Distance Learning Ain't All What It's Cracked Up to Be

It certainly has a place in supplementing brick-and-mortar education, but it should NEVER be seen as one's entire education.

This is most critical in K-12 education, where students need to not just learn academics but also social skills which no homeschool or pseudo-homeschool environment is ever going to teach them well. Not to mention much academic learning occurs when one is interacting with others because there are more ways of teaching students rather than just direct instruction (teacher lectures while student passively sits). There are games, group projects, and other means of imparting academic knowledge. Additionally, there are certain subjects such as science that simply don't lend themselves well to distance/online learning.
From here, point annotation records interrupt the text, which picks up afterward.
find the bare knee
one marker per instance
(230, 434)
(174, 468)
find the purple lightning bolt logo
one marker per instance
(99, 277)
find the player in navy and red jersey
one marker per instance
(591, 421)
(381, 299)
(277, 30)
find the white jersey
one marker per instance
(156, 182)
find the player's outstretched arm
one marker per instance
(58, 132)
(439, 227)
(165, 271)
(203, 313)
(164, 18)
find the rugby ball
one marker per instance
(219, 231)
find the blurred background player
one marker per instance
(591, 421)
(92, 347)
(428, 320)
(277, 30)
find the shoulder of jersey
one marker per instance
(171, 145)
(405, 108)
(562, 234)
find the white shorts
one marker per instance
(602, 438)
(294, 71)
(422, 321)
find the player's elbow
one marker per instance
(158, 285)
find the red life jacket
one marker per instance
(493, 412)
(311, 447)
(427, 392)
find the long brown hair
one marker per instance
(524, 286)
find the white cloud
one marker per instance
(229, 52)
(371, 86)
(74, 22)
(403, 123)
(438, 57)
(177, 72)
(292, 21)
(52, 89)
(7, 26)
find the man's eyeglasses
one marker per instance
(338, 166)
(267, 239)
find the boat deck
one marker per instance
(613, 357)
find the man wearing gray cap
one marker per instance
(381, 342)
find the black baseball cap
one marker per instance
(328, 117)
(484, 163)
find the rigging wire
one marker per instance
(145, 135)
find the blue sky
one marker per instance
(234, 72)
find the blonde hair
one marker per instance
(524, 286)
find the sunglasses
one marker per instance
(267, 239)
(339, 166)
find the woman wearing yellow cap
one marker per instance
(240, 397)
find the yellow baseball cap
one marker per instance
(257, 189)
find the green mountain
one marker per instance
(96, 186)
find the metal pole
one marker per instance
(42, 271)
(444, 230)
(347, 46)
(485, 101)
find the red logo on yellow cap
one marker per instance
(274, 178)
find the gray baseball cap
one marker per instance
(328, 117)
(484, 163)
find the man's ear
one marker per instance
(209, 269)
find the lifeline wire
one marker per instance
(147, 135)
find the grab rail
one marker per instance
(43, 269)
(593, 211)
A man who knows what he is talking about talks about the pitfalls:

MB: The political decisions are not based on the research. Cyber charters are often citing the data of supplementary students—students in brick and mortar schools but simply taking a course or two online. We are talking about students that can’t get AP Chemistry, for example, and take it through Michigan Virtual School. The home school will pay the fee and make space available in the computer lab or maybe have a distance-learning room. This child may have Period 2 scheduled for his online class, and they will have a student-teacher ratio roughly the same as for a regular class.
When you look at the research that says that online students do as well or better than face-to-face students, this is based on these supplemental students! In fact, up until about 2006-07, most of the supplemental courses were designed for higher ability students. These are the children we’d expect to be doing as well as or better than average students.
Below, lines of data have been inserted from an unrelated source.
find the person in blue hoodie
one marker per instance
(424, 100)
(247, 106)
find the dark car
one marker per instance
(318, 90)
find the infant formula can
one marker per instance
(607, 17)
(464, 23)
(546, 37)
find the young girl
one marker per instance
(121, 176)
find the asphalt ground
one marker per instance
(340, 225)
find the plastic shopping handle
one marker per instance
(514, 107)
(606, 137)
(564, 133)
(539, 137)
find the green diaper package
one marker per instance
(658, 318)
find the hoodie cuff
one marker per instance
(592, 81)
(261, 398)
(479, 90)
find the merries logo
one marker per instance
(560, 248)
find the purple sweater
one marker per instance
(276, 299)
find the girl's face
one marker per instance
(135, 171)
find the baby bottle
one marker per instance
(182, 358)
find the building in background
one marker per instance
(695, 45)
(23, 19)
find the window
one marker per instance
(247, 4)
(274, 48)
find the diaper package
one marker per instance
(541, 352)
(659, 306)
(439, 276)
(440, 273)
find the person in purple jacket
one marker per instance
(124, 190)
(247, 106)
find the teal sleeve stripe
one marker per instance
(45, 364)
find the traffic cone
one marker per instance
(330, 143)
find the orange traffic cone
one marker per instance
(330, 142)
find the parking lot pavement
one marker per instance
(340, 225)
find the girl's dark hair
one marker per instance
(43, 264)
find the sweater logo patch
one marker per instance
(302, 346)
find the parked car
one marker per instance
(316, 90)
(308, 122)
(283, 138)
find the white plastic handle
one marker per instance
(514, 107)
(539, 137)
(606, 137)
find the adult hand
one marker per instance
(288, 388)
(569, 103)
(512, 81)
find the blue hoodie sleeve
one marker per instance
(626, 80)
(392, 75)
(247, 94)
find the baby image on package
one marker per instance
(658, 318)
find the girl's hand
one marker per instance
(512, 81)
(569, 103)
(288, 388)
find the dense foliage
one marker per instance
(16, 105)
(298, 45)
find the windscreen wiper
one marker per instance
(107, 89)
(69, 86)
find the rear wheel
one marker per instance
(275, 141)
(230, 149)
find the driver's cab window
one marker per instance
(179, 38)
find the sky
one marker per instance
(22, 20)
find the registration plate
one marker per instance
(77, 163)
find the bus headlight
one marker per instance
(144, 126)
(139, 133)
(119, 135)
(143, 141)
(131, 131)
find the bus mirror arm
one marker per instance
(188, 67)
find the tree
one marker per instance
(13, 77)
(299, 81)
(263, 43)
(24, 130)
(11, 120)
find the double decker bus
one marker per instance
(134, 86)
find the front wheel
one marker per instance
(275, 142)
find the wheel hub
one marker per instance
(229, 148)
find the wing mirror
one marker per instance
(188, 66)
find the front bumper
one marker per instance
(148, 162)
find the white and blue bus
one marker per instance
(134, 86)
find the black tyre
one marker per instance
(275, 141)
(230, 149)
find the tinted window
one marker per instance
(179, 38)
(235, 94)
Supplementary online or correspondence courses have always been acceptable, but they aren't offered INSTEAD OF traditional courses.

But there is an agenda at work which has nothng whatsoever to do with student learning:

WSWS: Are these measures subverting the notion of democracy?
MB: Totally, if the notion of a democratic society is to provide the opportunity that everyone has an equal chance to participate in the democracy. They are creating a system where there is one level of education for one class of people and a separate, less equal system.
Americans should be quite familiar with this. It’s the separate but equal doctrine—and we all know that it was never equal. The same thing is happening now, not on overt racial lines—although in some jurisdictions you could argue race does play a big role in what’s happening. You are creating two systems and depriving a group of citizens the right to participate fully in the society. Yet that is the basic purpose of education, to create a lettered population able to be active participants in society.